Del is very prescriptive when it comes to the process of EMDR and works closely with an 8 stage model. The timing of when and how this will be offered will depend on many things.
- How many sessions a client is being supported to have (eg through employment, if short the work needs to happen faster)
- Clients ability to work with Duality – ie can reflect on the past whilst staying in the present (if dissociation is present or likely – EMDR work must be stopped or delayed if not yet commenced)
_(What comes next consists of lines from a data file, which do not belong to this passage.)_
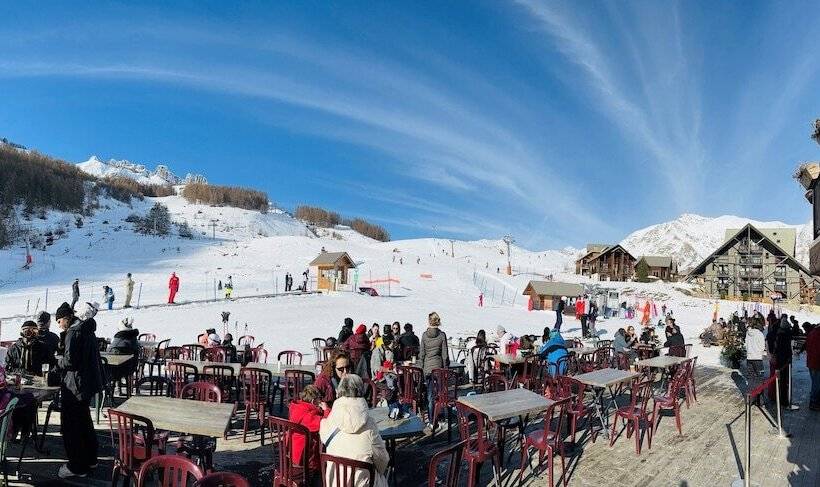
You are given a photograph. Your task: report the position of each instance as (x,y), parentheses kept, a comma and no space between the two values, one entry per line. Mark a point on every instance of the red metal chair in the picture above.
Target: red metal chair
(290,471)
(548,440)
(174,471)
(201,391)
(215,354)
(195,445)
(180,374)
(410,381)
(295,382)
(259,355)
(195,350)
(622,361)
(478,447)
(634,413)
(292,357)
(670,400)
(133,434)
(445,385)
(256,385)
(223,376)
(344,472)
(577,409)
(451,457)
(222,479)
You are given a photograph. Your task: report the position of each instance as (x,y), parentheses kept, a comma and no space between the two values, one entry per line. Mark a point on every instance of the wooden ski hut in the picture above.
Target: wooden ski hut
(545,294)
(331,270)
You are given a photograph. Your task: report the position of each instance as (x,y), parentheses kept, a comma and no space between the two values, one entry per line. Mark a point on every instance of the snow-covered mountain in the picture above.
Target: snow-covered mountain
(161,175)
(691,238)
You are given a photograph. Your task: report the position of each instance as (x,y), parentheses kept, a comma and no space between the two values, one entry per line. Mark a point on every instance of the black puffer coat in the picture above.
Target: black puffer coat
(80,364)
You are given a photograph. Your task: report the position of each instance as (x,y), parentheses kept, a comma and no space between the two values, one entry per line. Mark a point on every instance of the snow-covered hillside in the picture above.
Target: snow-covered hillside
(161,175)
(691,238)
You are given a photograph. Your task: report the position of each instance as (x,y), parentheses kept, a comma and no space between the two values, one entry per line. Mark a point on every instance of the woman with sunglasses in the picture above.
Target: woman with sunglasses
(332,373)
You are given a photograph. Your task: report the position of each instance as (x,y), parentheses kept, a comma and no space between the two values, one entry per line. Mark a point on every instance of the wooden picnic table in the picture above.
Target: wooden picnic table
(507,359)
(498,406)
(275,369)
(116,359)
(182,415)
(661,361)
(395,429)
(581,350)
(602,380)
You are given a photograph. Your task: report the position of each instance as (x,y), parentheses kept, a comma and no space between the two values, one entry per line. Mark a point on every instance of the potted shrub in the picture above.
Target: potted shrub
(733,351)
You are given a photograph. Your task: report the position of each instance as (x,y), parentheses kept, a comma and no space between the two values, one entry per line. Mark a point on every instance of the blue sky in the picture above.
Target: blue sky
(559,123)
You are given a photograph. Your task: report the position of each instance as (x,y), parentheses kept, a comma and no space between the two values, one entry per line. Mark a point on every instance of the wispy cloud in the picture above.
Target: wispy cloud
(663,116)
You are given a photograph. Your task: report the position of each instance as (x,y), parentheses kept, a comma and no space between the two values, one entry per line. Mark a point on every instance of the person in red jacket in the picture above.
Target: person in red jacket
(308,411)
(333,370)
(358,346)
(813,363)
(173,287)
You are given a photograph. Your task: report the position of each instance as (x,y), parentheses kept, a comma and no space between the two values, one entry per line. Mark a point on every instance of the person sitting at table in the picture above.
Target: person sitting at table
(29,353)
(332,372)
(51,339)
(379,354)
(125,340)
(675,339)
(350,432)
(504,338)
(308,411)
(554,349)
(359,348)
(631,337)
(230,348)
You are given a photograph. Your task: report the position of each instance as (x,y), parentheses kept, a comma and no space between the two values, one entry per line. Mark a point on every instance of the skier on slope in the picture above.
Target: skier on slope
(75,292)
(129,290)
(228,287)
(173,287)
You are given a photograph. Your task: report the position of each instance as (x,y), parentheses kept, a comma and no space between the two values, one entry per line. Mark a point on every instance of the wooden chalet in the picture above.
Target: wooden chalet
(583,266)
(614,263)
(331,269)
(756,264)
(546,294)
(662,267)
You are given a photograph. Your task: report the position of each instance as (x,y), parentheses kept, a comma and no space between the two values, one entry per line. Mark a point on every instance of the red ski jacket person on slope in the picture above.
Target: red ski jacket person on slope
(173,287)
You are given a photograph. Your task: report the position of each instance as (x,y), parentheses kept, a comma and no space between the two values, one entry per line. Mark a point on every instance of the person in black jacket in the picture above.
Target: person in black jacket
(29,352)
(50,338)
(783,358)
(346,331)
(81,381)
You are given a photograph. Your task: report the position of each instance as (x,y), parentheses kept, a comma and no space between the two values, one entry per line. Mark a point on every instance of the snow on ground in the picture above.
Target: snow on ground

The design of EMDR work is not to ‘do anything to’ the client but rather support their body and brain to work through and process their trauma, so it no longer sits in the Amygdala section of the brain where fight/flight, freeze/flop happens. The body and brain are designed to process the work, but trauma often gets stuck – Del likens it to a blockage in a U-bend when explaining it to clients – EMDR allows the drain to unblock.
Whilst clients often report feeling significantly better (aiming for a low or zero score on a scale 1-7 in terms of body sensations when thinking of a memory) after a session – Del always educates the clients that often dealing with traumatic memories often opens the gate for other memories to crop up.
Sinead Mitchell
Del is an excellent speaker and I came away understanding EMDR in much greater depth. Del shared that his modality is Person Centred which just shone through the whole of his presentation. It was a very accessible explanation of the lived experience of EMDR and its benefits together with ways of keeping clients safe and working with them where they were at in any given moment. Definitely worth listening to and I would very much like to hear him speak perhaps about other aspects of counselling and psychotherapy if he was willing to do so.